Lan Kwai Fong back on Hong Kong Island is a good place to go if you’re looking for lively nightlife. Bars, clubs and restaurants line these noisy and busy few streets, packed with people, where isn’t in Hong Kong?
Victoria Peak at Night
Garth really wanted to go back to Hong Kong Island’s Victoria Peak to see the city at night, it was really worth the effort going back, those skyscrapers are just incredible all lit up, way better than the daytime. Easily the most spectacular skyline in the world. We thought the view during the day was impressive but at night it turns into a full on Bladerunner landscape! If you love sic-fi movies like Garth does, then you’ll be blown away.
It was ridiculously cold at night, and we’d not brought warm enough clothes as we decided to travel really light! so we didn’t stay long outside, instead treated ourselves at the restaurant underneath called Wildfire. We had tasty pizza in the warmth with that amazing view as the backdrop.
Also on Hong Kong Island check out the iconic double decker trams that have been running for the last 110 years, on first glance they reminded us of the Knight Bus in Harry Potter! You simply board at the rear and exit at the front, this is when you pay HK$2.30, whatever the journey length.
If you’re British then everything seems strangely familiar. The road signs and traffic lights look exactly like UK ones, and traffic in Hong Kong still drives on the left – remnants of the former British colony are everywhere. Hong Kong’s British rule began in 1841 and ended in 1997 with an historic handover to China.
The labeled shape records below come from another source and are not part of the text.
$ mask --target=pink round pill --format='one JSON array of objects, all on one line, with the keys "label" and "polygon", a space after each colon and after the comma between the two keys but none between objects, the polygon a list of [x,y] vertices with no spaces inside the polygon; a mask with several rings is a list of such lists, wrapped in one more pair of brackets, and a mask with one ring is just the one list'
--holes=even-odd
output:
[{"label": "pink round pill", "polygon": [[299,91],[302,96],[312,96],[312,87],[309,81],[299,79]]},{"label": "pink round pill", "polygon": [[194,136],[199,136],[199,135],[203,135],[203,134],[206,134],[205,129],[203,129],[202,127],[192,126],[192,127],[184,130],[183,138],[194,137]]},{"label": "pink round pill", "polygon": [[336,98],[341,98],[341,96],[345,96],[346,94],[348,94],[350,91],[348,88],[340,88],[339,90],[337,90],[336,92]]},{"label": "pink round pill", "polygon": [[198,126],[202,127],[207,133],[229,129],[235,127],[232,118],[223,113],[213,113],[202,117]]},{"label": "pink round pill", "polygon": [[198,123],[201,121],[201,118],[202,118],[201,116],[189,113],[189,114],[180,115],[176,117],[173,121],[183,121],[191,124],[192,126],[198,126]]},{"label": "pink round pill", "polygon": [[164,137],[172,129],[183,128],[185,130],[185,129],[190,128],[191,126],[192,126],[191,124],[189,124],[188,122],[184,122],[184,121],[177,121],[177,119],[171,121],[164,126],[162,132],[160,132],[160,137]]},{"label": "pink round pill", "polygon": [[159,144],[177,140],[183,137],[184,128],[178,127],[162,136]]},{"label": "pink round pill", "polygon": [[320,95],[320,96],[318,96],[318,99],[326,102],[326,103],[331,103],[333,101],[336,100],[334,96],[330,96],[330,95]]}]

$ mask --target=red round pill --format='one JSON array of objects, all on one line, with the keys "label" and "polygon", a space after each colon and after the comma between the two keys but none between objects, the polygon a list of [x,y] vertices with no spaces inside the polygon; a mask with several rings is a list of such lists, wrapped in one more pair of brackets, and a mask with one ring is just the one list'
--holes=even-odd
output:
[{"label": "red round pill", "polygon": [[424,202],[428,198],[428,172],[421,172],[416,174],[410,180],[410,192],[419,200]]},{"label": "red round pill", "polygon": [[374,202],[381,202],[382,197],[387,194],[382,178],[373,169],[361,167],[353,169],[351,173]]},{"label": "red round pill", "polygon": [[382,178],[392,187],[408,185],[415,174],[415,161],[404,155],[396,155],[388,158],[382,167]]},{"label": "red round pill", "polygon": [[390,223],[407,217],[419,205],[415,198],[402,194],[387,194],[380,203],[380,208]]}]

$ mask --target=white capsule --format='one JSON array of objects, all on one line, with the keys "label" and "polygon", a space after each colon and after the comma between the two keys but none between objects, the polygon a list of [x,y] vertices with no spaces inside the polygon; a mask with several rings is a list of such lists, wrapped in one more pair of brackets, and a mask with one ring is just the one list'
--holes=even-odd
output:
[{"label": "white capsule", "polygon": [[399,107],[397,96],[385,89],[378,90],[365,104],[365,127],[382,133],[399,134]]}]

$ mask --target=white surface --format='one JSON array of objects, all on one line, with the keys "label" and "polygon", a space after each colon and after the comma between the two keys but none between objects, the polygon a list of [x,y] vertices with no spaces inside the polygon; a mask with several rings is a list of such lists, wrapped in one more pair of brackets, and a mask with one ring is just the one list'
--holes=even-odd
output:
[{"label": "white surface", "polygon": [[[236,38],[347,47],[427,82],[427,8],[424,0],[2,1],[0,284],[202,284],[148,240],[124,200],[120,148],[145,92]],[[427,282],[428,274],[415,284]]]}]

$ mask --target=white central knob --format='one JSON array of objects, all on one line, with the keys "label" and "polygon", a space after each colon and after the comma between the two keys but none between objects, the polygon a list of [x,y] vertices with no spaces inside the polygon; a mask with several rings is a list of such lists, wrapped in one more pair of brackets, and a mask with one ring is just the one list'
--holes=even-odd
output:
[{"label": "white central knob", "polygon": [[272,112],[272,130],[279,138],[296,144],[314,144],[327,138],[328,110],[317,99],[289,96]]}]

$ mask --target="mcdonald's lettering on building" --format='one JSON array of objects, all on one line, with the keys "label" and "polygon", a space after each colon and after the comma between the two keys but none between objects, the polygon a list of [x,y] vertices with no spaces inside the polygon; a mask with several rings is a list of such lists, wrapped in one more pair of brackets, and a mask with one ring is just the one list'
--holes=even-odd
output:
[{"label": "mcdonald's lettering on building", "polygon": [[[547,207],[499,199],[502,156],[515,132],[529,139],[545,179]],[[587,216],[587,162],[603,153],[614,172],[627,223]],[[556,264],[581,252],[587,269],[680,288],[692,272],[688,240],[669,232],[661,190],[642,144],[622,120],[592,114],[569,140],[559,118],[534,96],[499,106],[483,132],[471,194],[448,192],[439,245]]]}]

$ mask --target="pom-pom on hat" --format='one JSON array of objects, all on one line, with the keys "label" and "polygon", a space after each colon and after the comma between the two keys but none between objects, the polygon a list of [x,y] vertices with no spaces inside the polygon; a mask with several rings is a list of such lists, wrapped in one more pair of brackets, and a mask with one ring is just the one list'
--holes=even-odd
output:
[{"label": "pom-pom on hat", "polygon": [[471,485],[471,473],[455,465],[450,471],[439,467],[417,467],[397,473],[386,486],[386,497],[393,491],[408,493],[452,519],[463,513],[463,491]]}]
Hong Kong is the perfect stopover destination for long haul flights, as the airport is one of the world’s busiest hubs in Asia for connecting flights, we did this trip on our way back from Australia. We’ll certainly will make use of a connection again in the future as we left Hong Kong wanting to see even more.
Phil and Garth’s Top 5 Hong Kong Tips
- Tip #1: Buy an Octopus card from 7-Eleven stores for getting around – tap in and out of the MTR, trams or the ferries.
- Tip #2: Even though Hong Kong is now a part of China, it retained its own currency – the Hong Kong Dollar.
- Tip #3: Feeling Posh? Have silver service afternoon tea at the oldest hotel in Hong Kong – The Peninsula.
- Tip #4: Tipping is not generally expected – except in western style hotels and restaurants.
- Tip #5: Are you superstitious like the Chinese? Then visit a fortune teller outside a temple and get your fortune told!